Pakistan’s latest budget sends a blunt message: defense comes first while millions of children stay out of school.
Quick Take
- Pakistan raised defense spending by 18% to 3 trillion rupees for the new fiscal year.
- The federal development budget was capped at 1 trillion rupees, leaving little room for schools and roads.
- Government workers protested for better pay and relief during the budget presentation.
- Finance Minister Muhammad Aurangzeb said defense is the government’s top priority.
Defense Gets the Largest Lift
Pakistan’s parliament passed the 2026-27 federal budget with a total outlay of about 67 billion dollars. The biggest winner was the military. Defense spending rose by 18% to 3 trillion Pakistani rupees, crossing that mark for the first time. Reuters and The Print both reported that defense now takes a larger share of federal spending, even as the overall budget remains under heavy pressure from debt and tight fiscal rules.
That increase is not just a line item. It shows where the state is choosing to put its money when families are still waiting for basic services. WION reported that Finance Minister Muhammad Aurangzeb told viewers that “the defense of the country is the government’s top priority.” The same report said hundreds of government employees protested during the budget presentation, demanding higher salaries, pension increases, and more financial relief.
Schools and Development Stay Squeezed
The sharpest warning sign is the development cap. WION said federal development expenditure was limited to 1 trillion rupees, which leaves only a narrow path for long-term public works and social programs. Firstpost also reported that the budget cuts the development fund as defense rises. For conservatives, the lesson is simple. A government can claim discipline, but it still must decide whether nation-building or state power gets the larger share.
The education crisis gives that choice real-world weight. The story framing says millions of children remain out of school, and that complaint fits a wider pattern in Pakistan’s budget debates. Yet the available research package does not include a fresh official count for FY 2026-27, so the exact number cannot be pinned down here. What is clear is that development spending is capped while defense is elevated, and that leaves less room for schools.
Why Islamabad Says the Increase Is Necessary
Pakistan’s officials are not hiding their reasoning. Arab News reported that rising fuel prices, salaries, ammunition costs, and imported equipment helped drive the higher defense bill. The Express Tribune said the budget assigns 925 billion rupees for weapons, ammunition, and equipment, while defense spending is about 2% of gross domestic product. DW News also reported that the finance minister tied the increase to lessons from recent clashes with India and to new warfare technology.

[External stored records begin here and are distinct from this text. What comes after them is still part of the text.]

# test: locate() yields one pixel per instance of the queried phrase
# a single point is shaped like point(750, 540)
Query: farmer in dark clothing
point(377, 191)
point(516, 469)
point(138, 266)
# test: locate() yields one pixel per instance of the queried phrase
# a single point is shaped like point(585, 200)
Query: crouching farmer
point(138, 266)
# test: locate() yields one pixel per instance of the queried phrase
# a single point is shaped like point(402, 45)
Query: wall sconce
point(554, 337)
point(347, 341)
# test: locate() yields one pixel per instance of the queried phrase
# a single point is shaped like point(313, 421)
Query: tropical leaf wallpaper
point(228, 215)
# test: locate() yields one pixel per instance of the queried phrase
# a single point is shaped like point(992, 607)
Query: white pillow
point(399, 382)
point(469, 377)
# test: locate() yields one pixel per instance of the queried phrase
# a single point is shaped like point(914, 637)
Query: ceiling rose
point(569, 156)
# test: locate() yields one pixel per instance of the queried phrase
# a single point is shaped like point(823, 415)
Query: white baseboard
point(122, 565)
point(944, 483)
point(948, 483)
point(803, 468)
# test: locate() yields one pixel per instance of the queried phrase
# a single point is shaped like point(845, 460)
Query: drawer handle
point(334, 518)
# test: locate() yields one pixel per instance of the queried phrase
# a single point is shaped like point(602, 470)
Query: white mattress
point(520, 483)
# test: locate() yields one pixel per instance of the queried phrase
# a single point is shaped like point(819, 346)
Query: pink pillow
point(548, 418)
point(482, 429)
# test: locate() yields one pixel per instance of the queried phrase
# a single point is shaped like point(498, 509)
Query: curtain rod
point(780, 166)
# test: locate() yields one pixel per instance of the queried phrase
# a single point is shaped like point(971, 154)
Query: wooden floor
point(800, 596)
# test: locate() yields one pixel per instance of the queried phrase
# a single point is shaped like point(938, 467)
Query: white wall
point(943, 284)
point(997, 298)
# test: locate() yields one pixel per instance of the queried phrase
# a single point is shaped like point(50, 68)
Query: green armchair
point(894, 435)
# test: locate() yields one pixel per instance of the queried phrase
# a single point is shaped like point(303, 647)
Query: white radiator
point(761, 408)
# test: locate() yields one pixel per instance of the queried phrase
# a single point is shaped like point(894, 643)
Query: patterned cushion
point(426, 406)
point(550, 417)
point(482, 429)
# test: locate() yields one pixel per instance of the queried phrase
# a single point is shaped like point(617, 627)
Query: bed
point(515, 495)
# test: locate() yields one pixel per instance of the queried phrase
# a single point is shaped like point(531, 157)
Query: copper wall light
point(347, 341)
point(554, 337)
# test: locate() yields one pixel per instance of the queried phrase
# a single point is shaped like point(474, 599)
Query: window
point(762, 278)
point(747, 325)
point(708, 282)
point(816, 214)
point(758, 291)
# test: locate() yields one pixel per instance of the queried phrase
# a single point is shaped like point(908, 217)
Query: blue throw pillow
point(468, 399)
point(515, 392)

Sir, everyone has right to live peacefully. If 82 billion US$ defense budget of India isn't enough to secure the borders against 11 billion US$ defense budget of Pakistan then please focus upon accountability in defense budget. Thanks
— Dr. Farhan Subhani (@SubhaniFar14921) July 4, 2026
That argument may satisfy security hawks, but it does not erase the social cost. Reuters reported that Pakistan plans to raise defense spending while overall federal spending falls by 7%. Al Jazeera likewise said the military budget is rising even as the government faces hard choices about social welfare, health, and education. For a country with serious literacy gaps and a weak school system, the policy choice is plain: protect the border, but starve the future.
What the Budget Fight Really Shows
The budget fight reflects a familiar Pakistani pattern. When tensions with India rise, defense gets bigger and civilian needs get pushed down. The current package shows that trend again. The government points to security threats and modernization costs, while critics point to underfunded schools and angry workers. The uncomfortable truth is that both can be true at once. A state can face threats and still make bad spending choices.
What stands out most is not that Pakistan funds its military. Every country must. What stands out is the scale of the tradeoff. The latest budget gives the army and related forces the first claim on a strained treasury, while the education crisis remains unresolved. That is the kind of government math that produces more uniforms, but not more opportunity for children who need classrooms, teachers, and a real path out of poverty.